To teach your kids about money, parents need to start early; teaching kids about their money choices and how to set goals for those choices. Next, you teach them how to budget by starting them on allowance. You give them an allowance that covers some of the expense in their lives that you now cover. You do this using an allowance contract that outlines (in writing) the agreement between you and your child, explaining how the money is to be used. You give them enough allowance, but not so much that they have no desire for anything else. Because we all know that kids will always want and “need” more than we are able to provide. You want them to be somewhat unsatisfied with the amount of their allowance because you want them to take that next step on their journey, and that next step is getting a job.

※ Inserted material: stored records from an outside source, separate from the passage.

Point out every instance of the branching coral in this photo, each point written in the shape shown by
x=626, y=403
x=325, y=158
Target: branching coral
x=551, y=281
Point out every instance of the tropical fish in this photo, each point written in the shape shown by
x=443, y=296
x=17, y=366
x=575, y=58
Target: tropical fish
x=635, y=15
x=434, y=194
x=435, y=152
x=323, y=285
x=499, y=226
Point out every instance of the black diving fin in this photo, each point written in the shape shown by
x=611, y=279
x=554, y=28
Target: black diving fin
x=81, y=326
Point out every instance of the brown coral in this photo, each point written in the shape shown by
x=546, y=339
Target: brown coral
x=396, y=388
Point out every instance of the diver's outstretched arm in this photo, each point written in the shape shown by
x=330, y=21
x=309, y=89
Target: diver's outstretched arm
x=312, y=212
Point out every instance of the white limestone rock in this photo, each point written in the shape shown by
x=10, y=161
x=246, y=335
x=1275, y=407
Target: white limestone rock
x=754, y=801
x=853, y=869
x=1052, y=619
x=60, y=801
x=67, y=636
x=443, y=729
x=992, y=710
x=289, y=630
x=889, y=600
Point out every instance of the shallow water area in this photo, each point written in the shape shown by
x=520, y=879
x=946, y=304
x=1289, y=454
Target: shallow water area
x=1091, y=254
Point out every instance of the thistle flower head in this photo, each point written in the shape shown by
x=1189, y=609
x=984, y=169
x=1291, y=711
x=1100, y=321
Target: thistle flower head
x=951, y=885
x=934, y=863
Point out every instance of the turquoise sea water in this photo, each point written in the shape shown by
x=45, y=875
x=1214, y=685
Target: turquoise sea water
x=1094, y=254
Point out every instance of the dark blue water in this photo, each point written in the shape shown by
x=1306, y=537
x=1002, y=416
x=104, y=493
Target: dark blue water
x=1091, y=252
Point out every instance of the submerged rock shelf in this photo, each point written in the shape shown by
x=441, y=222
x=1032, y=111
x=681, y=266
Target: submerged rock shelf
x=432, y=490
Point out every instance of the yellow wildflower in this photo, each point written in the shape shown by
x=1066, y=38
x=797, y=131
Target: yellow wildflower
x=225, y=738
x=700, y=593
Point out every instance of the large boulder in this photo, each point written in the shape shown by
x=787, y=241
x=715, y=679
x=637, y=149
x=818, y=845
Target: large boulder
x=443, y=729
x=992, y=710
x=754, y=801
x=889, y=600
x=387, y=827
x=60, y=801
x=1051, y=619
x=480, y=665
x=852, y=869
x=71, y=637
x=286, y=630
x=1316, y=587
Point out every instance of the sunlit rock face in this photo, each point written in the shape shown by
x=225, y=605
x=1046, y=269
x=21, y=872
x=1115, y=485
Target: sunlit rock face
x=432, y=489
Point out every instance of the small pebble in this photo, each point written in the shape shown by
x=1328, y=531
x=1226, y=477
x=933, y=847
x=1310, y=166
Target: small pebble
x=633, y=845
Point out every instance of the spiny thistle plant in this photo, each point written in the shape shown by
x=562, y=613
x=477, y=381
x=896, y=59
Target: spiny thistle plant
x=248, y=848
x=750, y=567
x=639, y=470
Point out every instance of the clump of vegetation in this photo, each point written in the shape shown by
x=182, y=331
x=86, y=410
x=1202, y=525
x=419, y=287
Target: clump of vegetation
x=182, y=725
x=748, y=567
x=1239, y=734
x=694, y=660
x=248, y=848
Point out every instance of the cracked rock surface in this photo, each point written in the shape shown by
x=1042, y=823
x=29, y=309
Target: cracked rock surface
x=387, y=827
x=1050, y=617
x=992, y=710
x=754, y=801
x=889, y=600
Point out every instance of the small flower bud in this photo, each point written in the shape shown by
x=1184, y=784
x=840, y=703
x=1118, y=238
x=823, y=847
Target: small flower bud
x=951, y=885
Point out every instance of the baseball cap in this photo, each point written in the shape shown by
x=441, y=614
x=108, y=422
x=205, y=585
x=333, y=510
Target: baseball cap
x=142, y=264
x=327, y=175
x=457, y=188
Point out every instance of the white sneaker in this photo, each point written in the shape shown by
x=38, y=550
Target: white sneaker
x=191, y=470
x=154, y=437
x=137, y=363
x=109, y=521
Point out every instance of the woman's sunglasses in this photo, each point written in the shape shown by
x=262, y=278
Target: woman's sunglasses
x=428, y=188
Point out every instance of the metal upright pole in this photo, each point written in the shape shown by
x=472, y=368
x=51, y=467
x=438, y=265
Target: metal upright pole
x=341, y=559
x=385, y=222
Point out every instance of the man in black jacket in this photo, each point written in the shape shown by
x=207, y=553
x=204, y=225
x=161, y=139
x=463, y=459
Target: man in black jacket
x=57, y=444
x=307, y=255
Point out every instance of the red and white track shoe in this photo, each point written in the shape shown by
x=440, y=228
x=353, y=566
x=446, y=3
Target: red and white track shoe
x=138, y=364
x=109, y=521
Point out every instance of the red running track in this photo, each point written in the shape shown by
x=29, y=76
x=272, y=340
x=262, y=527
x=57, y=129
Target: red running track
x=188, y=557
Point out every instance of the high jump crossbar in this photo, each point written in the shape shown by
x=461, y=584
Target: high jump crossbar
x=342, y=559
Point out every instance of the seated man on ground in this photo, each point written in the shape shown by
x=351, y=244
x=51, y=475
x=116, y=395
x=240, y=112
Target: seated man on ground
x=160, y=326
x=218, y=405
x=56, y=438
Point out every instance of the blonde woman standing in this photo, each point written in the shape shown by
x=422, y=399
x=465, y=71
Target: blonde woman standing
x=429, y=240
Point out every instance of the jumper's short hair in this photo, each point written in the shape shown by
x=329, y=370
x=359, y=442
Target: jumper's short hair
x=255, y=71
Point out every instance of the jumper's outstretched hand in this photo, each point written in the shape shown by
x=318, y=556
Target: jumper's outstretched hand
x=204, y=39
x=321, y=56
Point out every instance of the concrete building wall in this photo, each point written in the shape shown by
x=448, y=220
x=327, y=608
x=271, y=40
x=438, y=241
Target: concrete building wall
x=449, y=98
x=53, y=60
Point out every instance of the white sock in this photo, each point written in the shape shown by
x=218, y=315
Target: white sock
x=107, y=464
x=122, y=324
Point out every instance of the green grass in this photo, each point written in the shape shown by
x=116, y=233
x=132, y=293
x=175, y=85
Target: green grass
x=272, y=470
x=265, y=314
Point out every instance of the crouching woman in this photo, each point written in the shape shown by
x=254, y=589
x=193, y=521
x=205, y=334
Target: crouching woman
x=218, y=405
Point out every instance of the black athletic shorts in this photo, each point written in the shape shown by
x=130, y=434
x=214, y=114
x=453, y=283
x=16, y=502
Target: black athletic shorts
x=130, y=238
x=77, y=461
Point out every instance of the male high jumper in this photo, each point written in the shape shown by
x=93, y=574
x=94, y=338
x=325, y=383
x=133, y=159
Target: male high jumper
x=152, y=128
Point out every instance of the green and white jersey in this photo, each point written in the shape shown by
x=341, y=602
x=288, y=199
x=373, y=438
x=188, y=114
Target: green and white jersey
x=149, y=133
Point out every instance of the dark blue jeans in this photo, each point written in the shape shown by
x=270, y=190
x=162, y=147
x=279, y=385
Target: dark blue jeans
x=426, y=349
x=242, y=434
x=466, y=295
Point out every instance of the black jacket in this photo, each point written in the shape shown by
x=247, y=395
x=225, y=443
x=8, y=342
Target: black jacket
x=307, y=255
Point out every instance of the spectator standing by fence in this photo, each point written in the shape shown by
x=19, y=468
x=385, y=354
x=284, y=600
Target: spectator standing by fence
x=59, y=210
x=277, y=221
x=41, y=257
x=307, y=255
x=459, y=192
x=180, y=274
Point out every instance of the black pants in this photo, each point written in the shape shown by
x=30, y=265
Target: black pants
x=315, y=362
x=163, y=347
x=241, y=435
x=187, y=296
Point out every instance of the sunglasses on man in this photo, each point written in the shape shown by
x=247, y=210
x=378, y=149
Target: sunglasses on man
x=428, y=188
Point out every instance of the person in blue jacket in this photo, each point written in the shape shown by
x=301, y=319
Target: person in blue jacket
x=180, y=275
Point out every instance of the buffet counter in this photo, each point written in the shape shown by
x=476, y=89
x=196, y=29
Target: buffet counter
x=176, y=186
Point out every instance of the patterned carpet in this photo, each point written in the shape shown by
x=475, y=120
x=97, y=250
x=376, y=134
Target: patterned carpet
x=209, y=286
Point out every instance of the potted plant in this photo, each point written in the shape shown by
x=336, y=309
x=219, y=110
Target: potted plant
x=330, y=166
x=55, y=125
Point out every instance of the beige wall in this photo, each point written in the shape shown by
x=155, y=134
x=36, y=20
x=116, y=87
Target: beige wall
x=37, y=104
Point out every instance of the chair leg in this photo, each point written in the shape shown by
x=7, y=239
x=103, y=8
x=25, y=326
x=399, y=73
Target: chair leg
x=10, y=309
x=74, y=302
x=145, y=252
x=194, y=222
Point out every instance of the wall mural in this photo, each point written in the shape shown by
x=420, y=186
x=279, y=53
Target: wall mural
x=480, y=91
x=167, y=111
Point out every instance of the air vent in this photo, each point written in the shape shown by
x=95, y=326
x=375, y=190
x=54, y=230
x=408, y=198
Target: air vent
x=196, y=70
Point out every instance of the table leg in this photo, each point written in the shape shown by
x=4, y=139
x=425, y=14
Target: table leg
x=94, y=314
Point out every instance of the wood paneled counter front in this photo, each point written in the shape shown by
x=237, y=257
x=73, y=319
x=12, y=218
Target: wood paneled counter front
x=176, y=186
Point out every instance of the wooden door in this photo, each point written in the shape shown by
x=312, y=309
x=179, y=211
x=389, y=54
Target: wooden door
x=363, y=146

Once they have that job (or even before, like when you start allowance) help them open and fund a savings account. Link the savings account to a checking account and get a debit card to go with the checking account. Go ahead and apply for the credit card, but just hang onto it until they are ready. Let them learn to manage a checking and debit account well first, and then they can graduate to the credit card once they understand the benefits and pitfalls of credit. Teach them that a credit card should be used as a “charge card” and that the bill needs to be paid off in full at the end of each month to avoid paying unnecessary interest and fees.
If you do this, and you have patience, they will not need the prepaid card. They will understand how to manage their money. They will make small money mistakes (and experience the consequences) under your tutelage, and you will show them how to fix those mistakes and not make them again.
My kids have been checking, savings, debit and credit customers of USAA Federal Savings Bank for years. They pay nothing for these great services. We as their parents have taught them how to use each and every one of these financial tools responsibly. And nobody has paid any extra fees for the services. Another lesson the kids learned along the way – not all plastic is equal.
For teens that are going to be taught how to manage money responsibly, accounts like those from USAA are a great option. The total cost to parents will be the time that you invest teaching them the critical life skill of managing the money in their life responsibly, living beneath their means, saving for a rainy day, putting the do in donate by thinking about giving time or talent in addition to money to a cause that makes them pause. And don’t forget investing. Sure, it will take time to teach them the skill of investing. But it will help get them to think long-term – a skill most young kids have a hard time caring much about. And well, didn’t we all have trouble with that at their age? Weren’t we all just as invincible?
So thank you, Suze. What you are doing with prepaid credit cards is a good thing for some people. But let’s let parents teach their kids about money and credit with traditional financial tools that cost only the time it takes to learn to use them properly.